Labeling Davis as "long" is almost misleading.  Seemingly every draft prospect with size gets that label these days.  Davis defines long.  He is 6-foot-10, but he has a 7-foot-6 wingspan.  Davis just turned 19, and in only his freshman year at Kentucky, has averaged 4.6 blocks-per-game.  That is not a typo.  In addition to his length, Davis is incredibly athletic and agile for someone his height.  He can cover ground quickly and once he gets there, he is a quick (and excellent) leaper who has showed good shot-blocking instincts.  For the same reasons, Davis excels as a rebounder as well.  Defensively, he is a game-changing talent.

There is plenty to get excited about with Davis on the offensive end too.  His athleticism and length  makes him an ideal target for entry passes or alley oops and most importantly, he is very coordinated.  Davis was a 6-foot-3 guard at age 16, and the early development of those skills is evident.  Davis has a good looking shot and can hit from three.  His handle and passing are light years ahead of what you would expect from someone who averages nearly 5 blocks-per-game.  He is truly a unique talent. 

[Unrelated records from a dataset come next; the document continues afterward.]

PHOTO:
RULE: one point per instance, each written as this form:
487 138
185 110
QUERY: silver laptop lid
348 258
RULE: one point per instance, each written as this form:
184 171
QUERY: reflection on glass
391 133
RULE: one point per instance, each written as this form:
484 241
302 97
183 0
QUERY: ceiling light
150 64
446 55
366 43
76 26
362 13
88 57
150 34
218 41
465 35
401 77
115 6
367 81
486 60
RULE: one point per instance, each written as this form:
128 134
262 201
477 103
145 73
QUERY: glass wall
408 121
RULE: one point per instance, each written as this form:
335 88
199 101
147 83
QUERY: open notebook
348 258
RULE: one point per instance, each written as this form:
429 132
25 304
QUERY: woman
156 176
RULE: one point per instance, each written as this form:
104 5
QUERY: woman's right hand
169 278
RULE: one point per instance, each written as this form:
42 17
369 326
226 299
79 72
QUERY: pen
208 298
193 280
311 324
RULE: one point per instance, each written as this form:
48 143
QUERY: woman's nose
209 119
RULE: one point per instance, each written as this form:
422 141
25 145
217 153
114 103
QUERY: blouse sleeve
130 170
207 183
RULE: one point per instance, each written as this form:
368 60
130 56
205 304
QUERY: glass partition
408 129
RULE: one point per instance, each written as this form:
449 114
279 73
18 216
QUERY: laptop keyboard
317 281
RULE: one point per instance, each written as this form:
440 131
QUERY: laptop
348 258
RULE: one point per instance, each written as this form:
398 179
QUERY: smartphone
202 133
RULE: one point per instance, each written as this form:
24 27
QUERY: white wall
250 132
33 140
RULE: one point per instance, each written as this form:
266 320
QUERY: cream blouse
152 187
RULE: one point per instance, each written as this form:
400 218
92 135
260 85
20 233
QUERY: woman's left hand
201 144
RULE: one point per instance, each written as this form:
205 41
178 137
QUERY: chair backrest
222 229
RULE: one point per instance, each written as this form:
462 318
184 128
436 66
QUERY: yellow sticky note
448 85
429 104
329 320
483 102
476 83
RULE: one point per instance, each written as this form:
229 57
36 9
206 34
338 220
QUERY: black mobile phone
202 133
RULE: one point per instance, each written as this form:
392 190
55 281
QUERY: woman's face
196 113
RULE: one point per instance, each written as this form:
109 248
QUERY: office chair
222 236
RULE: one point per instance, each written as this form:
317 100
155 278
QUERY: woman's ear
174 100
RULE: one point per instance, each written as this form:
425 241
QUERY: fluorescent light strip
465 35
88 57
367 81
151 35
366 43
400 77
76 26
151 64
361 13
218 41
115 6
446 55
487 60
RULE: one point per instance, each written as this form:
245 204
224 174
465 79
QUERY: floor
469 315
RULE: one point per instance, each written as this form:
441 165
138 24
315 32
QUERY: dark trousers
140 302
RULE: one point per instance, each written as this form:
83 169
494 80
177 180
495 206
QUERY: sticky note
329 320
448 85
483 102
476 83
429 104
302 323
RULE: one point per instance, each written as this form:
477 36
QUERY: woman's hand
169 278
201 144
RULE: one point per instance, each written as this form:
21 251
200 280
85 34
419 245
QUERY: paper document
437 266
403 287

Davis has drawn comparisons to Marcus Camby, which is understable given his propensity for blocking shots.  But as Rick Bonnell of the Charlotte Observer notes, some people, including Davis, can see him developing into a shot blocking version of Kevin Durant.  Are you starting to understand why there is little debate as to who will go number one overall?  Here is what Davis said regarding the Durant comparisons:

"He plays how I play – go in the post, shoot the ball, dribble.  I love the way he plays: Not afraid of anything and takes on all challenges. That’s the mark of a great player.”

Former NBAer and Kentucky star Jamal Mashburn, who has gotten a close look at Davis calling Wildcats' games on the radio, had the following to say:

“The way he shoots, the way he passes – he throws alley-oops. You don’t teach that.  The NBA game has really changed. You only have one dominant center (Dwight Howard). You see more of the Kevin Garnetts and Dirk Nowitzkis dominate the game. A guy like Anthony Davis fits that mold.”

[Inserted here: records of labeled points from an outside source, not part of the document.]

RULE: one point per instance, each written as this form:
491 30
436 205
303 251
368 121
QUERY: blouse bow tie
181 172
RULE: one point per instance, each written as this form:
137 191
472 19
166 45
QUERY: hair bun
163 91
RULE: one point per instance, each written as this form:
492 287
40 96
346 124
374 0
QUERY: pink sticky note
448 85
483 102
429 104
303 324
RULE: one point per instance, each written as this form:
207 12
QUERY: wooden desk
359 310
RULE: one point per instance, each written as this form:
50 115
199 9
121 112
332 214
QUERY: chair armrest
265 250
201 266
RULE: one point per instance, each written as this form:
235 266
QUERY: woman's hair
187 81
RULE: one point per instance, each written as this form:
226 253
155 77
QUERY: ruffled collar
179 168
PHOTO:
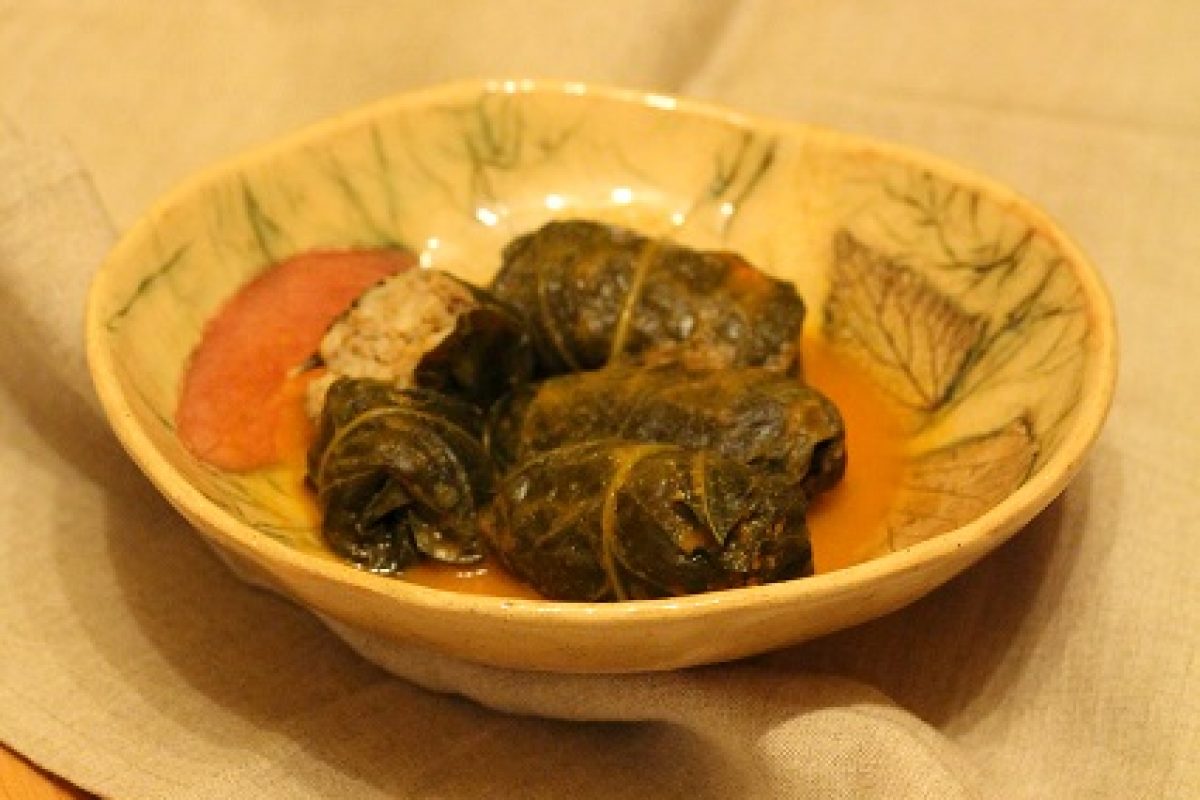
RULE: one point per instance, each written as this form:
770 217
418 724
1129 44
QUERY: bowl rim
972 540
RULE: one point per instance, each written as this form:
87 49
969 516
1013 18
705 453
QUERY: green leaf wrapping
400 475
595 294
609 521
755 416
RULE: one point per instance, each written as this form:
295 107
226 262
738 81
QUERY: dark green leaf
399 475
595 294
615 519
755 416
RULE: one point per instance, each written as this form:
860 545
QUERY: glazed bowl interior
984 326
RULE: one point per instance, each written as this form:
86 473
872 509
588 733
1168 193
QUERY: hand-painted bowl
965 305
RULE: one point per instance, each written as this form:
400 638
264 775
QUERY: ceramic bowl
982 322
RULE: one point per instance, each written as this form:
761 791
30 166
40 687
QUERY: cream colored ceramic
971 310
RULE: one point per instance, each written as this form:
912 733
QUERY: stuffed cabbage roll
400 475
425 328
753 415
594 294
609 521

So what exactly are Davis' weaknesses?  There aren't many.  If he truly wants to be more than just an interior presence in the NBA as the Durant comparisons suggest, he will obviously have to continue to develop his perimeter game and jumper.  His post game could use some polish as well, as his overwhelming athleticism masks some of his deficiencies in the college game.  Without those two things, it will be tough for him to be a go-to type scorer at the next level.  But with his dominance on defense, that would hardly stop him from being an elite player. 

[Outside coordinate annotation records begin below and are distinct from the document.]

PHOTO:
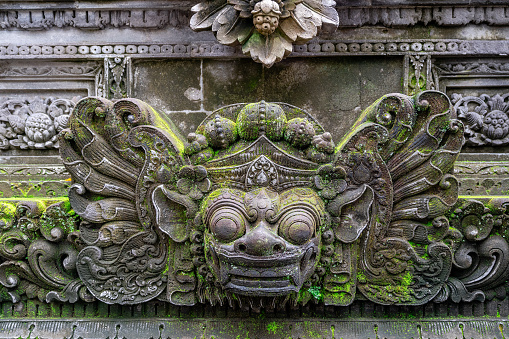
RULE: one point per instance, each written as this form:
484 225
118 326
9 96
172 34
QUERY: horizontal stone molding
210 49
159 14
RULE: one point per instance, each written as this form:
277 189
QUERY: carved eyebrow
300 205
231 204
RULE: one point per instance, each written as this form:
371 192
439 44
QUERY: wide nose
260 241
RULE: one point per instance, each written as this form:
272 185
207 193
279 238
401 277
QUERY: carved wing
397 160
120 163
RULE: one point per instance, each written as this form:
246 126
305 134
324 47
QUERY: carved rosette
485 117
266 29
259 207
33 123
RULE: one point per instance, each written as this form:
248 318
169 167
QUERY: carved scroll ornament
260 207
485 117
266 29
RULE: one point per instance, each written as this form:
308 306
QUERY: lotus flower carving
266 29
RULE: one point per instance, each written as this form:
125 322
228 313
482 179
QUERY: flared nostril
278 248
242 247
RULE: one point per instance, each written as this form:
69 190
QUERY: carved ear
174 212
350 213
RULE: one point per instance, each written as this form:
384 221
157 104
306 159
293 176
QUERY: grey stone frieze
27 15
211 49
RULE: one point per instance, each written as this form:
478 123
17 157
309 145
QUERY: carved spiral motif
39 127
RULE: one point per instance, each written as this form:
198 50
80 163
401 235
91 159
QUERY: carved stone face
262 243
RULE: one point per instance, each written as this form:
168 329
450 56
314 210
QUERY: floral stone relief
485 117
258 207
33 123
266 29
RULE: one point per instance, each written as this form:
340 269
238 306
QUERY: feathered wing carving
403 148
118 160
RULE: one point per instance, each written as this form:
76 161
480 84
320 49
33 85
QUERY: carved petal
206 13
267 50
174 212
230 28
302 25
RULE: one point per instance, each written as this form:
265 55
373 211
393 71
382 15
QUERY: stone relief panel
181 219
34 123
485 118
158 15
266 29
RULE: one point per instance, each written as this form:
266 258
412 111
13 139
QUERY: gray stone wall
54 52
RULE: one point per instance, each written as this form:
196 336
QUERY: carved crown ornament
259 207
266 29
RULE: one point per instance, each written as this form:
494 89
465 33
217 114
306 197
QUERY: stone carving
38 251
480 263
259 207
33 123
485 117
266 29
39 19
494 67
386 13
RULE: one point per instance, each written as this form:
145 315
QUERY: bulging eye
297 227
227 224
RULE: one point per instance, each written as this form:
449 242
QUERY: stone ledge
254 328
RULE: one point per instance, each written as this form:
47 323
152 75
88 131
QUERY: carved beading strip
174 14
211 49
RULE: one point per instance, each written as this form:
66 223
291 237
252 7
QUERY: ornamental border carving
175 14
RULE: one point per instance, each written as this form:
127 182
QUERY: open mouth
267 276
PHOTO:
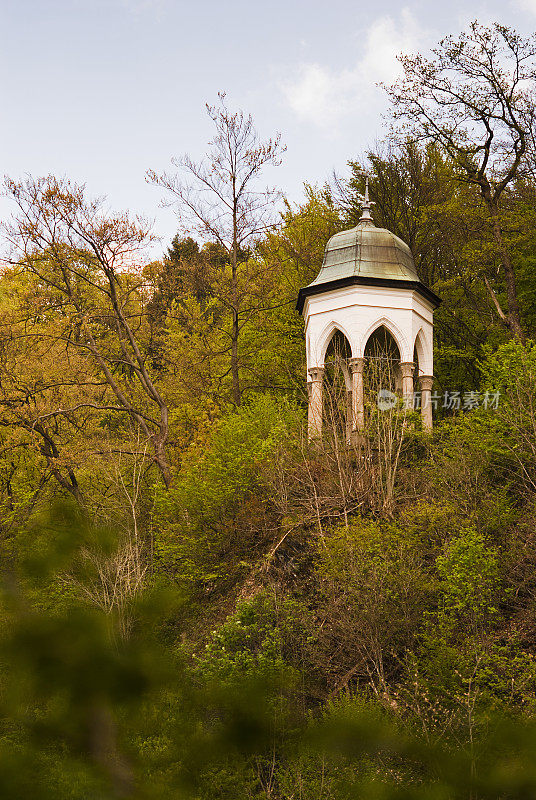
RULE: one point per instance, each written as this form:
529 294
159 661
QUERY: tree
220 200
88 275
474 99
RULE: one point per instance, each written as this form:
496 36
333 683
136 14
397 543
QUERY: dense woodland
198 601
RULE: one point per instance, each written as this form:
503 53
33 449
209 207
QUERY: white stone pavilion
368 285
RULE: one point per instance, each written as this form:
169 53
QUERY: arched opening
382 363
337 385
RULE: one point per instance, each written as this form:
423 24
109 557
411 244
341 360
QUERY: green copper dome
366 255
366 252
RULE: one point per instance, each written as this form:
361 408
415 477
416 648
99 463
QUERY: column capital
426 382
407 368
356 364
316 373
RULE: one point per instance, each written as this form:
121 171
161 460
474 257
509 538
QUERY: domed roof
366 255
367 252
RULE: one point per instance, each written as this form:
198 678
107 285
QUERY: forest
197 600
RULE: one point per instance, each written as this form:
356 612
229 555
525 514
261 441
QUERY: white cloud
526 5
323 96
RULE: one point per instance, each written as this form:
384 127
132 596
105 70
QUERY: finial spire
366 205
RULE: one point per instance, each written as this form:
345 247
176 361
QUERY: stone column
426 401
358 409
407 368
314 418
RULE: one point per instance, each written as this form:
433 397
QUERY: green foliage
469 581
217 479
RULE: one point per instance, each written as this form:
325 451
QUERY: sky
100 91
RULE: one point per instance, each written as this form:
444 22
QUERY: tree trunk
514 312
513 315
237 397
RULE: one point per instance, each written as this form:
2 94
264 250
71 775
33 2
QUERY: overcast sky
102 90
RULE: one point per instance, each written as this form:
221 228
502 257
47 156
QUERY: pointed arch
424 355
326 336
396 333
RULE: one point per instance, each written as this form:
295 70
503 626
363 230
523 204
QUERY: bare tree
219 197
87 263
475 99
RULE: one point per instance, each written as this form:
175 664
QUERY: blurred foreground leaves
89 713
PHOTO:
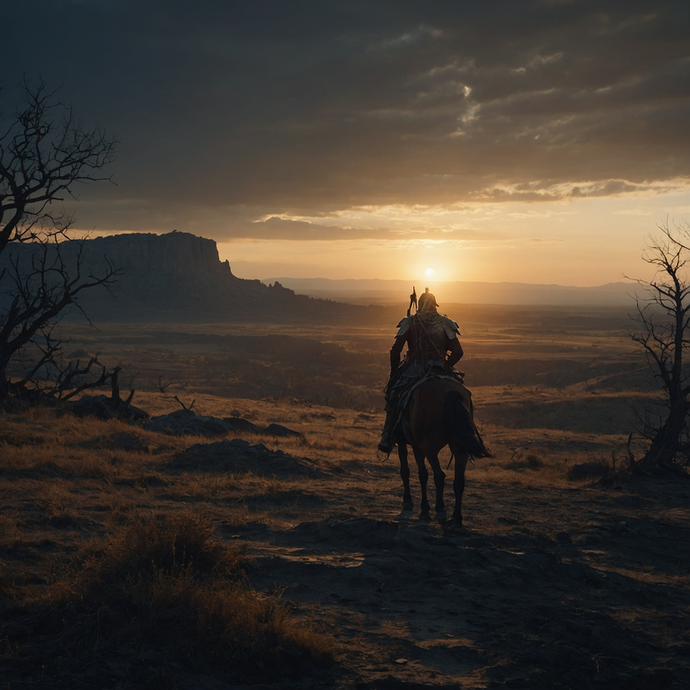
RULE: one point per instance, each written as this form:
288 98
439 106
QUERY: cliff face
175 277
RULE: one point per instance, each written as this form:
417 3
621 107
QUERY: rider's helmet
427 302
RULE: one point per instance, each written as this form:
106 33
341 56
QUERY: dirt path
545 588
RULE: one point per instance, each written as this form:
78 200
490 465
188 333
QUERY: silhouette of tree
44 154
663 316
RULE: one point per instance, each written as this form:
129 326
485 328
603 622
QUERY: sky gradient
520 141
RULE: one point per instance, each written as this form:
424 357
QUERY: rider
432 349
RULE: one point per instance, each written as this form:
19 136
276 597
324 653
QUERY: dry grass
116 571
165 588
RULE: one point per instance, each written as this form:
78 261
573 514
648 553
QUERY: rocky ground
551 583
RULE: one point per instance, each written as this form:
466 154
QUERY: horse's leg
405 474
459 485
423 478
439 480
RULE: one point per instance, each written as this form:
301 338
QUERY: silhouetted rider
432 349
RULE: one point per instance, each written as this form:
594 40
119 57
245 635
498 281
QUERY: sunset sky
498 141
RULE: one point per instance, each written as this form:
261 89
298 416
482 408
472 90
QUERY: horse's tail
463 434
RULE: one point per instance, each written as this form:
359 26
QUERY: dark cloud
305 107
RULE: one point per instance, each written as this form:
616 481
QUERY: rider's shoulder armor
450 327
403 326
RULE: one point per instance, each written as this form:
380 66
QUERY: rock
187 422
587 470
239 424
238 455
280 430
103 407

The knock on Davis is his size.  He is listed at 220 pounds and at 6-foot-10, that is rail thin.  He will have to bulk up to bang with NBA big men but his frame seems big enough to do so.  The question is, if he does so, will he be less able to play on the perimeter?  Finding that balance between ideal size and style of play is the big question for Davis heading towards June's draft.  And it may be the only one.